Seems that the Catholic church goes through upheaval, serious upheaval, every 500 years or so.
It really didn’t get established until about 400 AD.
It was about 1054 when the Great Schism happened and the EO were established.
It was during the 1500’s when the Protestant Reformation happened.
We’re at the next 500 year mark and Roman Catholicism is looking to be on the brink of another crisis.
And each time, that part headquartered at the Vatican takes the name of Roman Catholicism and anathema’s those who don’t follow it, just like the did with the EO and those who wouldn’t buckle under in the 1500’s.

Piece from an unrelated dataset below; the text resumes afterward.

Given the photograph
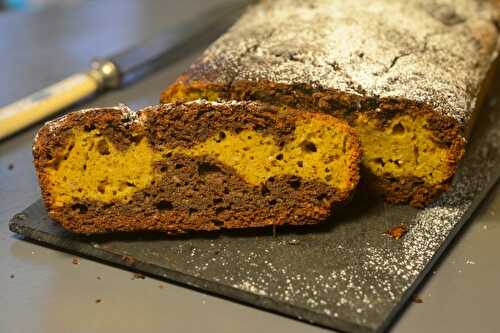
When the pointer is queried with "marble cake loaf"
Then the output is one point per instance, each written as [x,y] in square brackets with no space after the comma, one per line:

FWIW, the EO consider themselves to be the original Catholic church with Rome being in schism.
Repentance --->inspiration --> revival --> growth --> success --- unfaithfulness --> corruption --> ruin --> Repeat. Repentance -- (etc)
If you know your Bible History, such is the saga of the People of God.
"Through many toils and snares." Always survives. Always raises up saints. Always buries its undertakers.
But I am not exaggerating at all when I say this Bergoglio guy is unique and different, and I don't mean in a good way.
Previous bad popes --- and there were, by my amateur accounting, 8 or 9 really bad ones in the last 2,000 years ---were into wine, women, buggery, battles, castles in France; but they didn't mess with doctrine. Doctrine bored them. Doctrine was not their thing. They had their personal and political vices, and they carried them with them to the grave.
In contrast, this guy we've got now is avid, simply avid for the controlled demolition of doctrine.
And prophecy does say that there will be a great apostasy toward the end. And Our Lady of Fatima says the central issue will be Marriage.
So we may be nearing the End.
But on the other hand, we've been in the Last Days since Pentecost.
Apostolic Fathers St. Clement of Rome, St. Polycarp of Smyrna, St.Ignatius of Antioch, St. Justin Martyr and the authors of the Didache would be astonished to hear that.
It didn't become legal until the Fourth Century.
The Emperor Constantine invited 1800 bishops from throughout the Roman Empire to attend the Council of Nicaea in 325 AD. (Only about 300 were able to attend, though some -— like the Church @ Romr, sent official legates.)
Tell me, was that before there was really an organized Catholic Church?